Como consecuencia de la pandemia del COVID-19, así como con el aumento del racismo y la brutalidad policial, las vidas de las personas trans y género-diversas, están en mayor riesgo. Los datos son el testimonio de cómo el COVID-19 ha impactado desproporcionadamente a las personas trans en todo el mundo, especialmente a aquellas más excluidas, tales como mujeres negras y racializadas, trabajadoras sexuales, migrantes, juventud y aquellas viviendo en la pobreza.

Detrás de la representación estadística de números y porcentajes, hay personas cuyas vidas valoramos y que la sociedad no ha protegido. Los datos nos indican que las mujeres trans racializadas migrantes y negras son más vulnerables y son atacadas más frecuentemente. El estigma social y la criminalización del trabajo sexual expone a las trabajadoras sexuales trans al abuso, la explotación y la violencia. Al mismo tiempo, estos grupos son silenciados repetidamente e infrarrepresentados dentro de nuestras propias comunidades y sociedades. Aunque el COVID-19 afecta a todas las personas, las diferencias y desigualdades sociales se incrementan con la pandemia, enfatizando las brechas en la legislación y en la protección sistemática de las personas trans y género-diversas.

Pero también reclamamos que no solo los homicidios por transfobia son los que hay que denunciar en un día como hoy, las personas víctimas de ese odio, que no han soportado más ese dolor, rechazo, vejación o en casos miseria, por la exclusión social, que no han visto más salida que el suicidio, también deben de ser recordadas.

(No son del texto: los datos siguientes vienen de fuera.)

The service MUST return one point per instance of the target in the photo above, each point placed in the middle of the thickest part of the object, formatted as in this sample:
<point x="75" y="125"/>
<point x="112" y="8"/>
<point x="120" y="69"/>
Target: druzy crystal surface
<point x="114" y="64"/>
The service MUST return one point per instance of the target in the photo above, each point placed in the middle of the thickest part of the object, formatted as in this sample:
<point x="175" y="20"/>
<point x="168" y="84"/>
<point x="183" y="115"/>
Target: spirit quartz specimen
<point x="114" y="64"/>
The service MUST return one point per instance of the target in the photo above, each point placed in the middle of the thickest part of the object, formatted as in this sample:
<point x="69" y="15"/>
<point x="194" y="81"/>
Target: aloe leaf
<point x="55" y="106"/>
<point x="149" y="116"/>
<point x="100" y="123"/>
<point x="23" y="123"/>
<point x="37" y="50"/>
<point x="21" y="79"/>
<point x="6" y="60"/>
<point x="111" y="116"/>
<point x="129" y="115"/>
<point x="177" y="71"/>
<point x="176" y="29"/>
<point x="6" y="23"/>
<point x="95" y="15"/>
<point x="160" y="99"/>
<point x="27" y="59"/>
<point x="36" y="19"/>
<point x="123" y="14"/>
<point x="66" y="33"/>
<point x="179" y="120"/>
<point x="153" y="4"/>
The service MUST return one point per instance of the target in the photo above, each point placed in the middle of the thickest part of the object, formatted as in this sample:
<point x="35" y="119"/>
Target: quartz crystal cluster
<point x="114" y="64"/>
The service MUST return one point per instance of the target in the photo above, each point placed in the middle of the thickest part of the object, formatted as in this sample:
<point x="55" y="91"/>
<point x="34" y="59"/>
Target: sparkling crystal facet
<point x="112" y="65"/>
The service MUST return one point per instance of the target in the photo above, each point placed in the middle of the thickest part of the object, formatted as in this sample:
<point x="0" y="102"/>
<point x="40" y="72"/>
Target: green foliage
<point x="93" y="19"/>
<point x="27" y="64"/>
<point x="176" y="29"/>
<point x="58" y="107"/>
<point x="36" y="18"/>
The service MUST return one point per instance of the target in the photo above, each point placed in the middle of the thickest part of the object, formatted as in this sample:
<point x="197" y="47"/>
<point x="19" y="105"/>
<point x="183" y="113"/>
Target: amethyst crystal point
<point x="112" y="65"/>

La transfobia, no solo se refleja en la violencia interpersonal, sino también como violencia institucional, ya que cuando éstas no cumplen con su deber de ampararnos, creando y/o aplicando las leyes y medios para prevenir la discriminación y la opresión sistemática de las personas trans, son también culpables de la transfobia que sufrimos.

Debemos movilizarnos para crear conciencia sobre la violencia anti-trans y empezar a luchar contra ella.